Chambers, however, goes even farther with the characterization of the alien races and dives head-first into their sexual life and interspecies relationships. This, just like the rest of the book, is done very gently and in good taste. To take matters further, one of the main arcs of the story concerns the relationship between one of the ship’s techs and the ship’s artificial intelligence. As weird as all these relationships sound, they are portrayed in a plausible way, as much as anything in this book can be considered plausible.
The author also tackles different planets and spaceports. While also very descriptive, here she can’t help herself but fall back onto some existing tropes. There is the marshy and wet planet of the lizards. A dry and arid planet, plagued by crickets living in deep canyons, is the home to independent homesteaders. This is very evocative of the Wild West. The planet of the techies and tinkerers tends to be full of narrow crowded streets, street vendors with their little carts, and dark corners where a person would get stabbed for their implants. And then there is the titular angry planet, which is still very tectonically active, home to just as angry and unpredictable race. Chambers fares a little better with other environmental elements, especially the food of the future. I’m not yet ready to try fried insects, but she makes them sound somewhat appealing…
The book also excels in character development. Some of it is subtle, dependent on the interaction between characters than the actual change in a single person. One notable exception is my favorite character, Corbin. He is a human male, responsible for growing and maintaining the ship’s fuel source, algae. He clearly has a mental condition, be it obsessive compulsive syndrome or Asperger’s. He is focused purely on his work, to the point where he can get aggressive towards anyone he perceives as a threat to his algae. When his personal crisis hits him, his psyche is shredded and rebuilt. The transformation is rather radical, but also very believable: he doesn’t become a new person; instead, he becomes at peace with who he is, and uses it as a source of strength to make some unpopular decisions. Other characters get their own development arcs, not as radical as Corbin’s, but just as intriguing.

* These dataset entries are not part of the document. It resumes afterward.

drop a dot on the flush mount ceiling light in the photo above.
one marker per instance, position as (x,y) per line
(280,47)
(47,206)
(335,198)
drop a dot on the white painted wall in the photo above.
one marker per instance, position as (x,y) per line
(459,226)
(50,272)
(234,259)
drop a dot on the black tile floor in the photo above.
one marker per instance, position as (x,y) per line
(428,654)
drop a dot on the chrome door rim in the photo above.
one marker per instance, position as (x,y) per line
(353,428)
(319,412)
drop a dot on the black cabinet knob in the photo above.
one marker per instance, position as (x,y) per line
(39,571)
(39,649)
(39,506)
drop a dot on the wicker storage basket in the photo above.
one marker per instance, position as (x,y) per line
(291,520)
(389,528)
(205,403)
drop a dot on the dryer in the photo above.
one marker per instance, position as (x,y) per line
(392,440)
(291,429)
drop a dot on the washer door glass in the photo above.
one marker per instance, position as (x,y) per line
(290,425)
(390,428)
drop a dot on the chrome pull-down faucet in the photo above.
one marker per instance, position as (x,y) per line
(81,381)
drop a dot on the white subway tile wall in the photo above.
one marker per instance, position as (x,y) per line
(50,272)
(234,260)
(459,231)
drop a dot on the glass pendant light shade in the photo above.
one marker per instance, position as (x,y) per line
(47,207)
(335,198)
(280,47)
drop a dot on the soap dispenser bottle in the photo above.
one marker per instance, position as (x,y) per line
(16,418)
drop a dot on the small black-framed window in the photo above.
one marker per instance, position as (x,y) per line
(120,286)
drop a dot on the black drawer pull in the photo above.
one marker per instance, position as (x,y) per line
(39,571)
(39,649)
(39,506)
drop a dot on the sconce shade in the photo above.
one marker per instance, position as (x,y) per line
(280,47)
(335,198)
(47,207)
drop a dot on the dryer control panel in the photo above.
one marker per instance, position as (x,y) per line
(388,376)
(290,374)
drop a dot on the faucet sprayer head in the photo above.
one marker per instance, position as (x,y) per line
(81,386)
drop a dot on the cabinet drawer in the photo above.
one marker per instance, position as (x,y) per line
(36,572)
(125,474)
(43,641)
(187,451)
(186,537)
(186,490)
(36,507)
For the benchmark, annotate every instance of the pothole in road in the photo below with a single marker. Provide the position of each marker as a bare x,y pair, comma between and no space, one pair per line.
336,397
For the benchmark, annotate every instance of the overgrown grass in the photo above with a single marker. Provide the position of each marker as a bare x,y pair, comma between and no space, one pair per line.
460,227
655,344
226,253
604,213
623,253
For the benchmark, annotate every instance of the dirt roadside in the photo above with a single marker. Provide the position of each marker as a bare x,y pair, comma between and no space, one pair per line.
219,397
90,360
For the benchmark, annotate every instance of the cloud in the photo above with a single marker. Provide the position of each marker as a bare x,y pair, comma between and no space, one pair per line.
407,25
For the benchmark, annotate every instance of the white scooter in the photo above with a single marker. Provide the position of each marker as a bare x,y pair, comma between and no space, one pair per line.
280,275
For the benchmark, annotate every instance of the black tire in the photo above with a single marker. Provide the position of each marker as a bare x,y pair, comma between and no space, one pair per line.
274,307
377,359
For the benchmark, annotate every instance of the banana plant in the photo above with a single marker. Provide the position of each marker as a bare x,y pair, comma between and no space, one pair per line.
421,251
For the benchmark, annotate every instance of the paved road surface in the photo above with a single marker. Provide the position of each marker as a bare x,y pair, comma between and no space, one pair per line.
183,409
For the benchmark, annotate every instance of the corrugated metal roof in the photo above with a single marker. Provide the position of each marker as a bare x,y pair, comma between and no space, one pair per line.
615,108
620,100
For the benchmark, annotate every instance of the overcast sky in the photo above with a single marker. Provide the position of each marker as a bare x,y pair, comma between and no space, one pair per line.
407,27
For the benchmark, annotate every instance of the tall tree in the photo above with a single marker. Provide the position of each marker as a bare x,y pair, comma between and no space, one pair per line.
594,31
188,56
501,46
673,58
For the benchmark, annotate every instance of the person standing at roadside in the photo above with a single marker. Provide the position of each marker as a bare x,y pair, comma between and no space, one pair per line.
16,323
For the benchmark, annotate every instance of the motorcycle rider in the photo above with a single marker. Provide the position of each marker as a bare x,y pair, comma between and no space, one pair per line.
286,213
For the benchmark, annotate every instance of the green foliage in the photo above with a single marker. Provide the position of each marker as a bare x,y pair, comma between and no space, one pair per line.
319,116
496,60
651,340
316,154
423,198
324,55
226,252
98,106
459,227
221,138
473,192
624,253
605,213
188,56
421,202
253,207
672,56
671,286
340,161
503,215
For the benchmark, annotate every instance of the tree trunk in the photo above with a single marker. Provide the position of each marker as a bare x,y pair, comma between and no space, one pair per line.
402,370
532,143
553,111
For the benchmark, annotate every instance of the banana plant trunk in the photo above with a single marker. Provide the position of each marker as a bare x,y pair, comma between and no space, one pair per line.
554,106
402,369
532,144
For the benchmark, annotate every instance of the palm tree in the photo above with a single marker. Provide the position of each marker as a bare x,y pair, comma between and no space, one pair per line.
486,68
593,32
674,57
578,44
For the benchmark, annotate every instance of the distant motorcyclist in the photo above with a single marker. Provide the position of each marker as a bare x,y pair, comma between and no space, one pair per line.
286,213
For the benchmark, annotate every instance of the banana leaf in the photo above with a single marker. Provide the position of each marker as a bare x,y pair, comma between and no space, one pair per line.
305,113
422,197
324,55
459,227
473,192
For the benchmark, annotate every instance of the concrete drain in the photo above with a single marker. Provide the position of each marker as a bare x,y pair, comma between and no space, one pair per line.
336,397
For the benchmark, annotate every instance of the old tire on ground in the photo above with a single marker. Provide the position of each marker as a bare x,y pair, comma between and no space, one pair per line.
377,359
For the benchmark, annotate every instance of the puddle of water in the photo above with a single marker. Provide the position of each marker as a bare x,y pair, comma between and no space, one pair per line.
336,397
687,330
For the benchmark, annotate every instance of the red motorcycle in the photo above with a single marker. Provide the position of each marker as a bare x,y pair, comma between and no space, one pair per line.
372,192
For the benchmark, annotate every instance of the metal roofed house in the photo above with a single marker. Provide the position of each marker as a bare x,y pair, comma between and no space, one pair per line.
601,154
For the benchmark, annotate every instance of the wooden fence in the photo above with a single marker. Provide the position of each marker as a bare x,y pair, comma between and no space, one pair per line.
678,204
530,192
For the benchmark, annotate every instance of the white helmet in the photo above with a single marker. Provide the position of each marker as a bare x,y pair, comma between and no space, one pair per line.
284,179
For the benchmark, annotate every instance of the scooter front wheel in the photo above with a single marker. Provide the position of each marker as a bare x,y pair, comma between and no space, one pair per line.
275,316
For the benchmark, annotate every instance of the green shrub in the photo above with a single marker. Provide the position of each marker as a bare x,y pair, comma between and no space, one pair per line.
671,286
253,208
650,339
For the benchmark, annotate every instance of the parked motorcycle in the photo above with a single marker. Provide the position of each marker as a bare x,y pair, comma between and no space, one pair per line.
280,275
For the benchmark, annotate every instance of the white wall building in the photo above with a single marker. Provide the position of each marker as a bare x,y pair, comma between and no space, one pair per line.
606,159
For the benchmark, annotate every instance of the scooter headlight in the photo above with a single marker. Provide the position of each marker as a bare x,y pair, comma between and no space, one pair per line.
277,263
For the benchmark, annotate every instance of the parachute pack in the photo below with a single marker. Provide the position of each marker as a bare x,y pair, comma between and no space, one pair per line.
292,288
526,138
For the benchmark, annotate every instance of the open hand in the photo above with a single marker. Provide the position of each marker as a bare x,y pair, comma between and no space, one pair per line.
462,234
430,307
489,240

I have nothing to criticize in this book. The Long Way is unique, well written, and does exactly what it sets out to be: a worldbuilding tour de force, focusing on characters instead of conflict. Its pleasantly flowing narrative stands in stark contrast with the prevailing trend of action-oriented or concept-driven science fiction, and in this regard, I find the novel essential within its genre. I can highly recommend the book to anyone willing to try something slower and cozy. The Long Way to a Small, Angry Planet is definitely on my list of modern science fiction classics.